Bluntly: QE Doesn’t Work

QE End

Why does this surprise anyone?

Hours after the leaders of the world’s 20 most developed economies sought to boost confidence by promising to increase global output by $2 trillion over five years, Japan said it had fallen into recession.

That leaves the country — the world’s third-largest economy — on a long and growing list of troubled economies. China is slowing as well, and Europe can’t seem to take off.

Among major economies, only the United States and Britain are growing at decent rates, and how long that lasts depends on how much trouble their trading partners are in.

No we’re not.

You must subtract the amount of “QE” in percentage terms of the economy from the nominal growth rate.  This is basic algebra; you must remove the same term from both sides when you solve an equation; you cannot add (or remove) it from only one side.

Yet that’s the fraud that exists when you state “GDP” without removing all deficit financing and monetary emission from the figures!

It is, in fact, the predicate of this series:

Growth?  What growth?

And yes, credit emission is not limited to central banks or governments — in point of fact they’re not the largest source of the problem in that they step in only when private banks can’t or won’t!

Everyone wants to scream “END THE FED!” but in fact if you ended the Fed you’d do nothing for two reasons:

  • The Fed is not the largest source of the problem; that is (by a huge margin) found in the private banking cartel.
  • The Fed can only buy US Government securities.  Therefore, if there is no deficit there is no Fed buying activity.

It’s that simple folks when you boil it all down.  The Fed can want to engage in QE but if there are no government bonds to buy then it is unable to do so.  Without continued new emission of more and more bonds (that is, more and more deficit spending) The Fed is unable to perform “QE”; it is not mathematically possible given the boundaries they are forced to operate under.

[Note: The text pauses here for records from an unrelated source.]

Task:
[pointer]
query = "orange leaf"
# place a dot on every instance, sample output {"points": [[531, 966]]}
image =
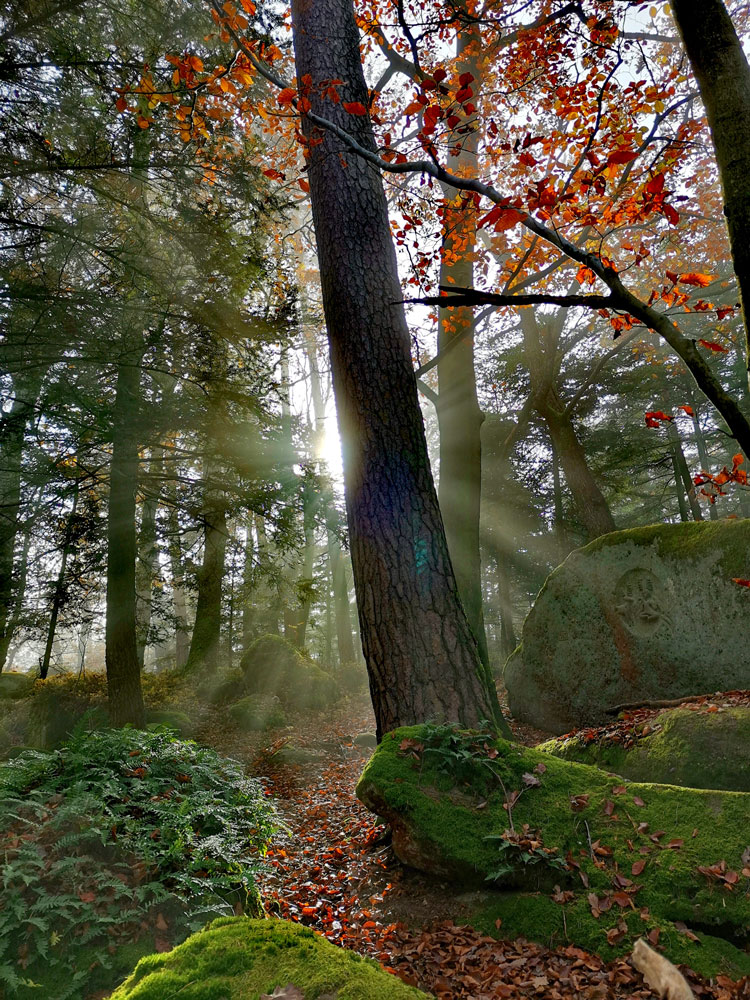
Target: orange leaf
{"points": [[692, 278], [622, 156], [711, 345]]}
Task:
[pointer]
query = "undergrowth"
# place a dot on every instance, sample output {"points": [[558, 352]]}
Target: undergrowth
{"points": [[119, 837]]}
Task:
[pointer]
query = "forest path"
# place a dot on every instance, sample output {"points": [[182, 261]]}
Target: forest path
{"points": [[333, 871]]}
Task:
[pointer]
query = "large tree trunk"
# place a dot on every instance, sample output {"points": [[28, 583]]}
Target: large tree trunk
{"points": [[12, 429], [459, 416], [723, 74], [147, 566], [204, 645], [589, 500], [421, 656], [121, 655], [59, 592]]}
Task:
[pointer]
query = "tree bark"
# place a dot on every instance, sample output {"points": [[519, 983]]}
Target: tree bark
{"points": [[459, 415], [121, 655], [421, 656], [12, 430], [723, 75], [59, 592]]}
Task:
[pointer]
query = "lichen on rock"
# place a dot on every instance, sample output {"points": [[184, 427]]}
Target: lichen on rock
{"points": [[687, 746], [637, 615], [235, 958], [635, 857]]}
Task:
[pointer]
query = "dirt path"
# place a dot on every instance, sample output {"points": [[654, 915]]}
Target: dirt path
{"points": [[334, 871]]}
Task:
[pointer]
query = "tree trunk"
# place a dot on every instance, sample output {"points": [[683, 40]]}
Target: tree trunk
{"points": [[421, 656], [147, 566], [12, 430], [589, 500], [723, 75], [57, 597], [204, 645], [459, 416], [121, 655], [182, 631], [682, 472]]}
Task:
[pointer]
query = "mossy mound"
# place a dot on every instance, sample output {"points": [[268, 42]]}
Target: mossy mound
{"points": [[239, 959], [638, 615], [272, 666], [13, 686], [625, 857], [221, 688], [691, 747], [257, 714]]}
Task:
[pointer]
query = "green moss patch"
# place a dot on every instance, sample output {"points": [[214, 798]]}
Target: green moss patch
{"points": [[239, 959], [273, 667], [640, 615], [694, 747], [582, 856]]}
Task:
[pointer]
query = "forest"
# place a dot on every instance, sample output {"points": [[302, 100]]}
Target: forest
{"points": [[374, 507]]}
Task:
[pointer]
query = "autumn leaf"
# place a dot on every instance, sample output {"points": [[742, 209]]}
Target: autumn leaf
{"points": [[711, 345], [622, 156], [693, 278]]}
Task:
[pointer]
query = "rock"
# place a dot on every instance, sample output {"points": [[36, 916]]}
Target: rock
{"points": [[179, 721], [683, 746], [241, 958], [222, 687], [257, 714], [365, 740], [581, 857], [646, 614], [13, 686], [272, 666]]}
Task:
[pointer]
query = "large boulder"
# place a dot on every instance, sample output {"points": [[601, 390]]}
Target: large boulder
{"points": [[649, 613], [239, 959], [692, 746], [576, 855]]}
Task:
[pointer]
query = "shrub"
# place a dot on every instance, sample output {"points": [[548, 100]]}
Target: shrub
{"points": [[113, 842]]}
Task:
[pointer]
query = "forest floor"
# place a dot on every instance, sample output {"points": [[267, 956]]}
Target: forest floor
{"points": [[334, 871]]}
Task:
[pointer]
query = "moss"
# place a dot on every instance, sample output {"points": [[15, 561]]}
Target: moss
{"points": [[698, 749], [238, 959], [443, 823], [179, 721], [14, 686], [272, 666], [636, 615]]}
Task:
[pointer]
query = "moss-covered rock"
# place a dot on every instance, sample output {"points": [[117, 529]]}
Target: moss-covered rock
{"points": [[625, 857], [238, 959], [682, 746], [173, 719], [221, 688], [637, 615], [13, 686], [272, 666], [255, 714]]}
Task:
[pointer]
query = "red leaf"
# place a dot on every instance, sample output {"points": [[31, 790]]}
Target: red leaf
{"points": [[711, 345], [693, 278], [622, 156]]}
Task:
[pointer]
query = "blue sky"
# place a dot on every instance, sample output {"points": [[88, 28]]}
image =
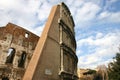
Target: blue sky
{"points": [[97, 25]]}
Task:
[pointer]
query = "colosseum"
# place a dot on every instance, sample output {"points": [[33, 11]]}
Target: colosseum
{"points": [[26, 56]]}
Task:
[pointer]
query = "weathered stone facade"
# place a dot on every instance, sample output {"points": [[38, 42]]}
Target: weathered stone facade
{"points": [[16, 49], [54, 56]]}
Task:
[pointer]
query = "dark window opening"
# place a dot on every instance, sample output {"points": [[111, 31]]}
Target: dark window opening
{"points": [[5, 78], [22, 59], [26, 35], [10, 55]]}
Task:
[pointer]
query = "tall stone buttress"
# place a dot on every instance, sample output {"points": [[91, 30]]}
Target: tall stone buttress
{"points": [[54, 57]]}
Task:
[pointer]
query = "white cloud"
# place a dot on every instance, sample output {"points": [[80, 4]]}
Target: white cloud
{"points": [[87, 12], [104, 48], [110, 17]]}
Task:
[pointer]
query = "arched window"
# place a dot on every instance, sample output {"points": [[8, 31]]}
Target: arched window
{"points": [[10, 55], [22, 59], [5, 78]]}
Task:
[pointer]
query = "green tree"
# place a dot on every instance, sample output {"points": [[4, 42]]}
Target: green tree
{"points": [[114, 68]]}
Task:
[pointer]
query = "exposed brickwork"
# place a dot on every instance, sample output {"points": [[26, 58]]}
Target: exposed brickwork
{"points": [[13, 36]]}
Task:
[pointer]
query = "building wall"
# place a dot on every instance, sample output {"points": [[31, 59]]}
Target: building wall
{"points": [[54, 57], [19, 42]]}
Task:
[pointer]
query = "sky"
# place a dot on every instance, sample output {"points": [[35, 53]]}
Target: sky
{"points": [[97, 25]]}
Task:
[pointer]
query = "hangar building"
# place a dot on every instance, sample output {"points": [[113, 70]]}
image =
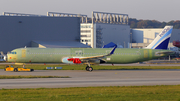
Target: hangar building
{"points": [[102, 28], [27, 30], [105, 28]]}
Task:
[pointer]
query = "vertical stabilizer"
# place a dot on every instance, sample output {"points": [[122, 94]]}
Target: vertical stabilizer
{"points": [[162, 40]]}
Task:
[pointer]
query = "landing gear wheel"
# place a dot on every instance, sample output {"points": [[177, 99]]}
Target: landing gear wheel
{"points": [[87, 68], [15, 69], [90, 69]]}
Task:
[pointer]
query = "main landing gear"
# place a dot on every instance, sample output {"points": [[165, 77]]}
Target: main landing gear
{"points": [[89, 68]]}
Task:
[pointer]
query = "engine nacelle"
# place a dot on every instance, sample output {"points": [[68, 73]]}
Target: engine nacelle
{"points": [[69, 60], [75, 60]]}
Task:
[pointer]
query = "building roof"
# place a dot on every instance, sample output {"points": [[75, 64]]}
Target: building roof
{"points": [[61, 44]]}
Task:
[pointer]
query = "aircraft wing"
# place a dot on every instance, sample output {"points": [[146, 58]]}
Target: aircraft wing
{"points": [[167, 52], [99, 56]]}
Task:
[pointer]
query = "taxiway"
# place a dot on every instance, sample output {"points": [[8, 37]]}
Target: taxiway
{"points": [[81, 78]]}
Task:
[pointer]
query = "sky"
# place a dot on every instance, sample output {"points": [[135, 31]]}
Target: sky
{"points": [[160, 10]]}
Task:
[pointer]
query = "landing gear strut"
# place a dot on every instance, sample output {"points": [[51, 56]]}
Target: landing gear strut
{"points": [[89, 68]]}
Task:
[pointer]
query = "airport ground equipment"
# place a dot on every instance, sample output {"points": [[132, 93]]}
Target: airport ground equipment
{"points": [[16, 69]]}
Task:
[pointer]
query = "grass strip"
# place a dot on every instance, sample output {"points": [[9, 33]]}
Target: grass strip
{"points": [[20, 77], [95, 67], [125, 93]]}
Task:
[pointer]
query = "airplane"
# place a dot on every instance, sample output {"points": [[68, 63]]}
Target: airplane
{"points": [[176, 43], [91, 56]]}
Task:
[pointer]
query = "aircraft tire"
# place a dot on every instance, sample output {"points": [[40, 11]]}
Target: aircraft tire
{"points": [[90, 69], [15, 69], [87, 68]]}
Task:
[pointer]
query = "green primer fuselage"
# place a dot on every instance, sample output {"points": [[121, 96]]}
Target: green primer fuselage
{"points": [[56, 55]]}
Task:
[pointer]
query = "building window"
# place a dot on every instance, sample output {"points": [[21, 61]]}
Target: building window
{"points": [[85, 35], [85, 31], [86, 26]]}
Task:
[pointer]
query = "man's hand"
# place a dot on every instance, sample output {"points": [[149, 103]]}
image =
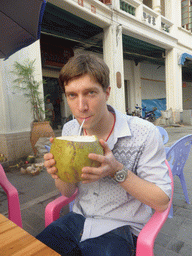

The reason that such attempts cannot work is that the smaller is never able to upstage the greater.  That is, a minority position is never larger than the whole.  By definition it is impossible for The Fed or any other Central Bank to violate this precept; it is simple arithmetic.

So why do it?

That’s easy: It’s far easier to steal, and you’re less likely to get shot doing it, if you steal by subterfuge than engaging in your theft through a straight-up “in your face” assault.

But it is The Federal Government and their cronies, not The Fed itself, that is doing the stealing.